Mary y Shelley se trasladaron a Italia, donde fueron razonablemente felices por un tiempo. Si Wollstonecraft había visto correr ríos de sangre en nombre de los ideales colectivos, su hija fue testigo de una procesión interminable de niños y mujeres muertos y abandonados en nombre de una libertad individual y de un idealismo romántico que resultaba ser, como la revolución francesa, un gran fracaso colectivo. A Mary Shelley el sentimiento de culpa nunca la abandonó. Sin embargo, como su madre, se aferró a la escritura como acto de fe y como herramienta para la reconstrucción de sí misma. Porque a medida que la decepción vital crecía, también lo hacía su compromiso con la palabra escrita. Su feminismo no fue de orden político sino ficcional.

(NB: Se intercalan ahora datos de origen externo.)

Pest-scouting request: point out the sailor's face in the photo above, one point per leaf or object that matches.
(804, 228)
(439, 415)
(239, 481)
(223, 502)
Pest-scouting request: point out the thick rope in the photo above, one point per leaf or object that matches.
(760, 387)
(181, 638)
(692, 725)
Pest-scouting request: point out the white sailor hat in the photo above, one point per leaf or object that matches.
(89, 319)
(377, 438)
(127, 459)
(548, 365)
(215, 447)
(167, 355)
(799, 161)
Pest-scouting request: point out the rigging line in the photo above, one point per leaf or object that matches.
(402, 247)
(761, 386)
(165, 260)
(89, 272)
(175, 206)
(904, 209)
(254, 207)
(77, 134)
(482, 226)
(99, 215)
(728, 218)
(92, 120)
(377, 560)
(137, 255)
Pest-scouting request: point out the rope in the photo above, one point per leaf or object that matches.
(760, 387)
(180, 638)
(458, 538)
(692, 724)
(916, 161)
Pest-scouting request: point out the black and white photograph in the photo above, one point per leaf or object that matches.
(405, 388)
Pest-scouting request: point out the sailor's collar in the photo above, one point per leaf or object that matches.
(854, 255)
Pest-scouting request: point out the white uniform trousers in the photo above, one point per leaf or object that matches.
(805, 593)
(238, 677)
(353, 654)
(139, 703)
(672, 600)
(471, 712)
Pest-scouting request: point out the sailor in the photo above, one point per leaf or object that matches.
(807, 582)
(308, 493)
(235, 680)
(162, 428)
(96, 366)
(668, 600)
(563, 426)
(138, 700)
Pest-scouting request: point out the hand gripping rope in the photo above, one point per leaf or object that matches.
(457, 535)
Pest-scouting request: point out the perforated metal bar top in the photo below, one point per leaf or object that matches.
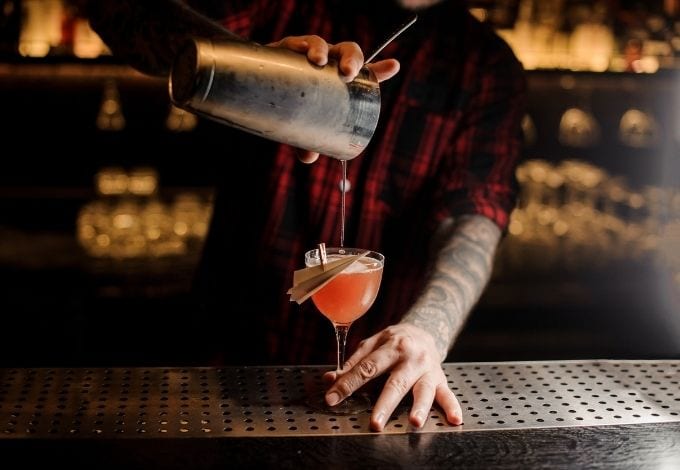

Sus novelas están atravesadas por dos ideas fundamentales: la primera, que el precio de la ambición de los hombres lo pagan siempre las mujeres y los hijos; la segunda, que un mundo sin el amor de las madres está condenado al horror. Wollstonecraft estaba en lo cierto: lo doméstico también es político. Charlotte Gordon también lo sabe y por eso ha escrito un libro que va más allá de lo meramente biográfico. Gordon ha sabido transformar las anécdotas vitales que una vez sirvieron para despreciar a estas dos mujeres en una justa vindicación de sus obras, demasiado tiempo silenciadas.